Jeff Stanley on songwriting, Hendrix and Buddy Guy
Jeff Stanley's keenness for guitar hails from a letter he received in 1988 from a friend in America who wrote that he'd picked up a guitar and was playing rock songs by Canadian band Rush. Stanley was about 16 and living in East Africa with his parents, who worked for the Peace Corps.
"That sounded so exciting and like so much fun to me," Stanley says. He'd been playing piano since age 9. "I bought an electric guitar and started playing."
Today, he's a professional singer, songwriter and guitarist — who shares residences with his wife, Denise, in Ashland and Sydney, Australia — with many albums and a long list of live performances with well known musicians to his credit.
The Jeff Stanley Trio — with bass player Joey Capezza and drummer Sandy Metcalf — will play a mix of Stanley's original music and a few covers of such artists as Jimi Hendrix, James Brown and Lynyrd Skynyrd at 10 p.m. Friday, Aug. 29, at Lounge South, 66 N. Pioneer St., Ashland. The cover is $5. Call 541-499-9651 for information.
"I'm really excited about music right now," Stanley says.
He played the Britt Performance Garden on Thursday, Aug. 21, before the festival's Peter Frampton and Buddy Guy show.
"Both of them are so awesome," he says. "It felt good to play music at Britt and be a part of the scene. After my set, I packed up my gear as fast as possible so that I could hear Buddy Guy and Frampton. I was stoked.
"I'm also taking a more in-depth look at Jimi Hendrix right now. I learned some of his music about 15 years ago, and I'm enjoying the subtleties of his genius."

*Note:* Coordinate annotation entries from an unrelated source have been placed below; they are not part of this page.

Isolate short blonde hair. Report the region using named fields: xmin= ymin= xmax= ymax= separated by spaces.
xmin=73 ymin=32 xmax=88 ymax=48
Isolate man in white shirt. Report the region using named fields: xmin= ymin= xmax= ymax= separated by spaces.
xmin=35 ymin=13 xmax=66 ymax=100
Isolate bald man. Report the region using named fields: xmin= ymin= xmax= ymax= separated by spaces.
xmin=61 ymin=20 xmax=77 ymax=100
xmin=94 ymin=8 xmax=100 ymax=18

He's working on new songs: "Jesus Christ of Nazareth" is a complicated composition in E flat that he's been working on for months, and he's toying with the rhythms on his ode to the environment, "I Like Trees."
"All of my songs could be challenging," he says. "But, in reality, some songs come about quickly. 'Grassy Head' (named after a town in Australia where he and his wife vacationed) came in about a half hour. I was reading a book called 'Effortless Mastery,' picked up the guitar and the song just came to me."

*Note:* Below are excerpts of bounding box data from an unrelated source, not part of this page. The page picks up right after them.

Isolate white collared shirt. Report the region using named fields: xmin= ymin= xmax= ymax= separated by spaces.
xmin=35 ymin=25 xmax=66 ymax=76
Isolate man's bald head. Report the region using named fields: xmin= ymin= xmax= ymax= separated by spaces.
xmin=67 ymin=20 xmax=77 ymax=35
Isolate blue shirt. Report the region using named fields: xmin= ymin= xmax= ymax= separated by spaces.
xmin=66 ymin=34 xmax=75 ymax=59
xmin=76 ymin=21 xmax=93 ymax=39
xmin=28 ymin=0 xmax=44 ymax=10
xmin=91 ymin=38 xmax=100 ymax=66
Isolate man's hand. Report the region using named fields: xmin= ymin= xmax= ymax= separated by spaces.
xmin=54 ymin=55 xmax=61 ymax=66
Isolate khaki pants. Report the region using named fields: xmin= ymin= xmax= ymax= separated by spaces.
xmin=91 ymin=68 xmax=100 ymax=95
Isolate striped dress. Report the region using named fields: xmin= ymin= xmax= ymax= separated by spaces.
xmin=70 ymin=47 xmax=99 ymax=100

It would be ideal if all songs came that easily, he says. But some are more fun to work on.
"It was my father's idea to write a song about the environment," Stanley says. "I thought I'd write something with a lot of depth, poignancy and significance, but it came out simplistic. At first it had kind of a punk-rock style, then I put more of a Jack Johnson, Hawaiian groove on it. We'll do that one at the show for sure."
Stanley and his group will play other newer originals — "Real Man," a blues instrumental, and "Muso Blues," a country ballad about the joys and challenges of being a musician (muso is short for musician in Australia) — along with songs from his albums "Inside Effects" and "32,000 Chances," including "You Lift Me Up," a song written about his wife, Denise, recorded as "Reason for My Season" on "Inside Effects."
"I'll open the show with an arrangement of Franz Schubert's 'Ave Maria,' written by Gilbert DeBenedetti, which I learned on the piano, an instrument I'm getting back into," Stanley says. "It's a beautiful, succinct arrangement which states the melody. I like to start shows with a kind of slow song, then go into dance, rock, funk, blues and jazz, ideally ending with a chaotic crescendo of joy ... or another slow song."
Stanley began to emerge as a songwriter when an instructor in San Francisco, Matt Lusby, encouraged him to write his own songs while he was young.
"It was a positive moment in my life," Stanley says. "After 20 years, I still think of him as such a fantastic inspiration. Not a day goes by that I don't think about Matt. He took me under his wing and gave me a great learning experience. I really took it to heart.
"Maybe some day I can open for Buddy Guy."